She has become known for her portrayals of animals, which, in stark contrast to Michael’s veiled masks, are characterized by their inquisitive and cheerful eyes. Each seems to have a grin on its face, and one can’t help but notice the resemblance to their creator’s elfin welcoming smile.
Michael first encouraged Sumati to try sculpture. Though her first pieces left much to be desired, she continued to practice. After years of hard work, her clay sculptures are not only collectible, they’re downright joyful.
“I try to capture the essence of the animal or the figure, and give them an expression that makes you feel good when you look at them,” says Sumati.
And she does.
Finished pieces are first air-dried for one to two weeks, then fired at temperatures up to 1,600 degrees. Finishes like iron oxide or manganese dioxide are sometimes added to create color and sheen, but for other pieces, they let fire do the work.
Next, they are skillfully arranged inside the kiln for a second firing, this time at about 2,300 degrees Fahrenheit. The anticipation they both feel to see what emerges is almost palpable.

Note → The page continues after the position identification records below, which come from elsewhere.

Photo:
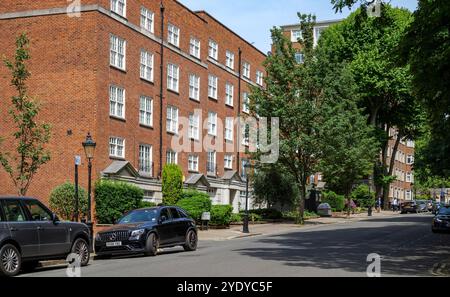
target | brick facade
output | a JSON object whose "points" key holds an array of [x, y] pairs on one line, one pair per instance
{"points": [[71, 76]]}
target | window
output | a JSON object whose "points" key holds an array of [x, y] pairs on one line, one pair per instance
{"points": [[296, 35], [117, 147], [229, 129], [409, 159], [117, 52], [119, 7], [211, 163], [146, 65], [299, 58], [212, 123], [117, 102], [212, 86], [145, 159], [172, 119], [228, 161], [246, 103], [193, 163], [146, 111], [147, 19], [194, 48], [246, 69], [13, 211], [194, 126], [229, 60], [194, 87], [229, 91], [173, 74], [259, 78], [173, 35], [213, 49], [171, 157]]}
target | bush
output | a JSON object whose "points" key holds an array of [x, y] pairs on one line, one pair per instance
{"points": [[172, 184], [62, 201], [145, 204], [113, 199], [268, 213], [195, 203], [363, 197], [221, 215], [337, 202]]}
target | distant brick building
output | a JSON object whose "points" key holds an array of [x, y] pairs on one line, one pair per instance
{"points": [[401, 188], [97, 69]]}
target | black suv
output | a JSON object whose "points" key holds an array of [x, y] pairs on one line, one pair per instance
{"points": [[147, 229], [30, 232]]}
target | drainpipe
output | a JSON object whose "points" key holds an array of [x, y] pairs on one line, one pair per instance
{"points": [[239, 112], [161, 90]]}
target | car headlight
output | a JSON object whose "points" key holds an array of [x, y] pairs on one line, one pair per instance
{"points": [[137, 233]]}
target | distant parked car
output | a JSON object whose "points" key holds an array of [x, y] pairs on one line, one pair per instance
{"points": [[409, 206], [143, 231], [30, 232], [441, 222]]}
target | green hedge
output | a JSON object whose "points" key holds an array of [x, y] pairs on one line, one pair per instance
{"points": [[221, 215], [195, 203], [113, 199], [62, 201], [337, 202]]}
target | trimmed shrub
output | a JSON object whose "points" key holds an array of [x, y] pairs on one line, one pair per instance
{"points": [[337, 202], [221, 215], [62, 201], [113, 199], [172, 184], [195, 203]]}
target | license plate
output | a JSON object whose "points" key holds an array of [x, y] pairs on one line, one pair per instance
{"points": [[115, 243]]}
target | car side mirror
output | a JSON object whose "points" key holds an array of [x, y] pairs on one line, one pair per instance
{"points": [[55, 218]]}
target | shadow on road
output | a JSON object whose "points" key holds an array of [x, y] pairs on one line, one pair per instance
{"points": [[405, 248]]}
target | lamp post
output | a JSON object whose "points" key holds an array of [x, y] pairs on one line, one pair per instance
{"points": [[89, 149], [245, 225]]}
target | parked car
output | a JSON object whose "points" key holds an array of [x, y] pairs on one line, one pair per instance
{"points": [[30, 232], [409, 206], [144, 231], [441, 222]]}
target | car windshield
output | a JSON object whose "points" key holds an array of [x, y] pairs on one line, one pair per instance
{"points": [[141, 215], [444, 211]]}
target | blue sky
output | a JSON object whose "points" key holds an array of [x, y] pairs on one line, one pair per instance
{"points": [[253, 19]]}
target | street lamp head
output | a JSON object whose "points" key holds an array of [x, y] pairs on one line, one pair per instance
{"points": [[89, 147]]}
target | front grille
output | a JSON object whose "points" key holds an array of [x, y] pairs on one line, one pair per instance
{"points": [[114, 236]]}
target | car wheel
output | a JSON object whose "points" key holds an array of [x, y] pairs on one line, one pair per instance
{"points": [[81, 248], [191, 241], [29, 266], [10, 260], [151, 245]]}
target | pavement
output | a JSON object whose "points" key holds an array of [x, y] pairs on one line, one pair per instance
{"points": [[322, 247]]}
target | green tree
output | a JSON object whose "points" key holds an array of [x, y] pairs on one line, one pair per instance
{"points": [[172, 184], [272, 186], [292, 96], [62, 201], [368, 45], [426, 48], [29, 135]]}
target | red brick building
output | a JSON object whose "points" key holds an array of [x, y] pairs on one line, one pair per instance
{"points": [[97, 68]]}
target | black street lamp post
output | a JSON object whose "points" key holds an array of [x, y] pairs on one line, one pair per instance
{"points": [[89, 150]]}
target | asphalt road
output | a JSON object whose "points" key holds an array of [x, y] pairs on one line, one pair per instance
{"points": [[405, 243]]}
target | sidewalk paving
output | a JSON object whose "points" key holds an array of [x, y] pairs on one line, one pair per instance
{"points": [[235, 231]]}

“You never know what’s going to come out,” says Sumati. “It can be the most fantastic thing, or the very worst. You just don’t know until you see them, and it’s so exciting each time!”
In the galleries at Sedona’s Creative Gateways, and Kuivato, a Creative Gateways Gallery, their work includes more than clay.
“We started off in clay together, but about 15 years ago, Michael said, ‘I need more color in my life.’”
As with all of his work, Michael’s painting is an expression of his inner self. Bold and sometimes contrasting colors make their way to the canvas in vivid splashes.
“The brightness makes me feel good,” he says. “I’m trying to give people the feeling of being uplifted by color combinations, but also by composition.”
It can be a challenge, Michael adds, to give a painting’s “quiet areas” interest. Use of gesso, fabrics, papers, light charcoal, modeling paste, grog, sand, thick oil colors, acrylic washes, gold leaf and transparent oil washes are all part of creating focal points within each piece.
These focal points seem to reflect what so many have come to realize about this dynamic couple: taken as a whole, they’re pleasant enough, but given a closer look at their lives, the beauty can be found in the finer details.